Paddie Mac would limit itself to loans for proved reserves and would diversify risk by servicing a large number of producing properties.

It would give qualified lenders access to hedging for their producers. By complying with Paddie Mac procedures and standards, the hedged loans could qualify for sureties for up to 90% of loan amounts.

And the hedged, suretied loan amounts would be salable to Paddie Mac at discount factors based on its low-cost access to debt markets.

The plan would allow banks of all sizes to be originators and servicers of the price hedges and financing. Less than 20 of the nation's largest banks now offer the oil industry loans that integrate price hedging.

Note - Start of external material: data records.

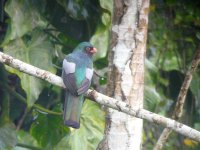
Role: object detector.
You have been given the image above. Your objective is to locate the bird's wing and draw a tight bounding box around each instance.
[77,68,93,95]
[62,59,78,95]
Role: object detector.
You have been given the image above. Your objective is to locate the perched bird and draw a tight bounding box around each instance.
[62,42,97,129]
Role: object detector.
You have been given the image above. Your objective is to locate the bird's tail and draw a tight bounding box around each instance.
[63,91,83,129]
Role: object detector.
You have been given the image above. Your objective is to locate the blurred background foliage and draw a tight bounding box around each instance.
[0,0,200,150]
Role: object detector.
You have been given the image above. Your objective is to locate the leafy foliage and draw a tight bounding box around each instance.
[0,0,109,150]
[0,0,200,150]
[144,0,200,149]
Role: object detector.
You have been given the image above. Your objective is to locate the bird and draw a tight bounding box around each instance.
[62,42,97,129]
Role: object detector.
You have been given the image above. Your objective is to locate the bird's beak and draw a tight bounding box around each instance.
[90,47,97,54]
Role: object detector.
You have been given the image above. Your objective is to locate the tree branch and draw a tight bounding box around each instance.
[0,52,200,142]
[154,48,200,150]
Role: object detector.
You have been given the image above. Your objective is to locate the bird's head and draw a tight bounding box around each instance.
[75,42,97,56]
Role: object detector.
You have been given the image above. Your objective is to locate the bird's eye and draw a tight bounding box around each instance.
[85,46,90,52]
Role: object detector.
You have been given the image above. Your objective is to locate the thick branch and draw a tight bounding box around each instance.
[0,52,200,142]
[154,48,200,150]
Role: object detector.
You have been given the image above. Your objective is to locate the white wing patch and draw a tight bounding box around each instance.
[63,59,76,74]
[86,68,93,81]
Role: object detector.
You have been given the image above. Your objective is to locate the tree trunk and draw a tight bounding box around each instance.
[98,0,149,150]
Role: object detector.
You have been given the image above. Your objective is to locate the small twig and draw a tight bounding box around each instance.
[154,48,200,150]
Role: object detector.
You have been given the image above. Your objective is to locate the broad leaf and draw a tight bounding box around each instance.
[0,123,17,150]
[54,100,105,150]
[12,130,39,150]
[4,0,47,44]
[30,110,69,150]
[4,30,55,106]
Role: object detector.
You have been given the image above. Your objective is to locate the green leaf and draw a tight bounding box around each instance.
[4,0,47,44]
[57,0,88,20]
[54,100,105,150]
[4,30,55,106]
[12,130,39,150]
[30,113,69,150]
[99,0,113,13]
[0,123,17,150]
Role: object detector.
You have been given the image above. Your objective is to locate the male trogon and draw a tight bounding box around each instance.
[62,42,97,129]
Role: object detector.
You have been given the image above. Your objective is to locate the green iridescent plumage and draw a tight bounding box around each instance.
[62,42,96,128]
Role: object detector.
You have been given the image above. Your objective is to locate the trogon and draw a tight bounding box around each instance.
[62,42,97,129]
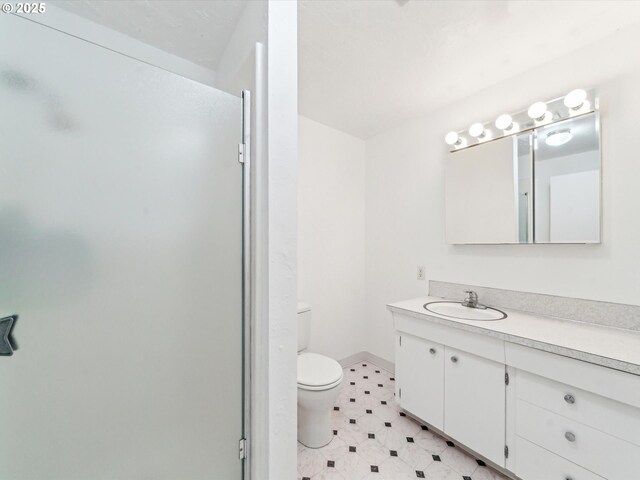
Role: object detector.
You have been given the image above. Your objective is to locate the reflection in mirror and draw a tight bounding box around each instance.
[534,113,600,243]
[445,133,533,244]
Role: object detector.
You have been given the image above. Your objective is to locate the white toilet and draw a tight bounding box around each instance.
[298,303,343,448]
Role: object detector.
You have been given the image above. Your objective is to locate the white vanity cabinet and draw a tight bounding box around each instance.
[394,314,506,466]
[506,344,640,480]
[396,334,445,430]
[393,311,640,480]
[443,347,505,466]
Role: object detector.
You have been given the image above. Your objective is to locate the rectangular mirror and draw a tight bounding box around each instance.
[534,113,600,243]
[445,112,601,244]
[445,132,532,244]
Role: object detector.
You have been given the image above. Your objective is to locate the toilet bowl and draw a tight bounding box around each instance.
[298,303,343,448]
[298,353,343,448]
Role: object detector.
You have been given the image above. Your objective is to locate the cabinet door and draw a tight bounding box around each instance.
[396,333,444,430]
[444,347,505,466]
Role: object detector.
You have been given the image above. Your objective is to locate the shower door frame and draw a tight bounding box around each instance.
[238,90,253,480]
[10,12,254,480]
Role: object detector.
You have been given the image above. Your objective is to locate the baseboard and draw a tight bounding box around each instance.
[339,351,396,373]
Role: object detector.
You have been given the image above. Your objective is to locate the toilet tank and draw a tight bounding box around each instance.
[298,302,311,352]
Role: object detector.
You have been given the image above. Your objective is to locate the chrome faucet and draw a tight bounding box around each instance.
[462,290,487,310]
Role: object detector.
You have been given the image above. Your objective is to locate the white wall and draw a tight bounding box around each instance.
[264,0,298,479]
[298,117,366,360]
[365,27,640,360]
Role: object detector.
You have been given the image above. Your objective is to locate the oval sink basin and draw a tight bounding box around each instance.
[424,301,507,321]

Paddie Mac would charge fees and realize margins on interest rates and oil and gas price hedges. Any risks assumed would be laid off in established markets or mitigated through its practices and policies. It would not operate on federal funds and would not be connected with the Energy Department.

But Congress would have to establish Paddie Mac and lend it a few million dollars for start-up funds, which could be repaid in a few years.

Benefits

Moorhead said Paddie Mac's features offer the potential to reduce the oil industry's average cost of capital by about 4%.

In 1995, DOE estimated that every 1% decrease in the industry's cost of capital would result in a 6% increase in recoverable U.S. reserves, because more projects would be economic to develop.

"So a 24% increase in U.S. reserves and production appears to be realistically available via Paddie Mac," Moorhead said.

Dorn is working to gain support for Paddie Mac within the oil industry, on Capitol Hill, and in banking circles-especially among independent bankers.

His objective is to see legislation introduced in the 106th Congress next year.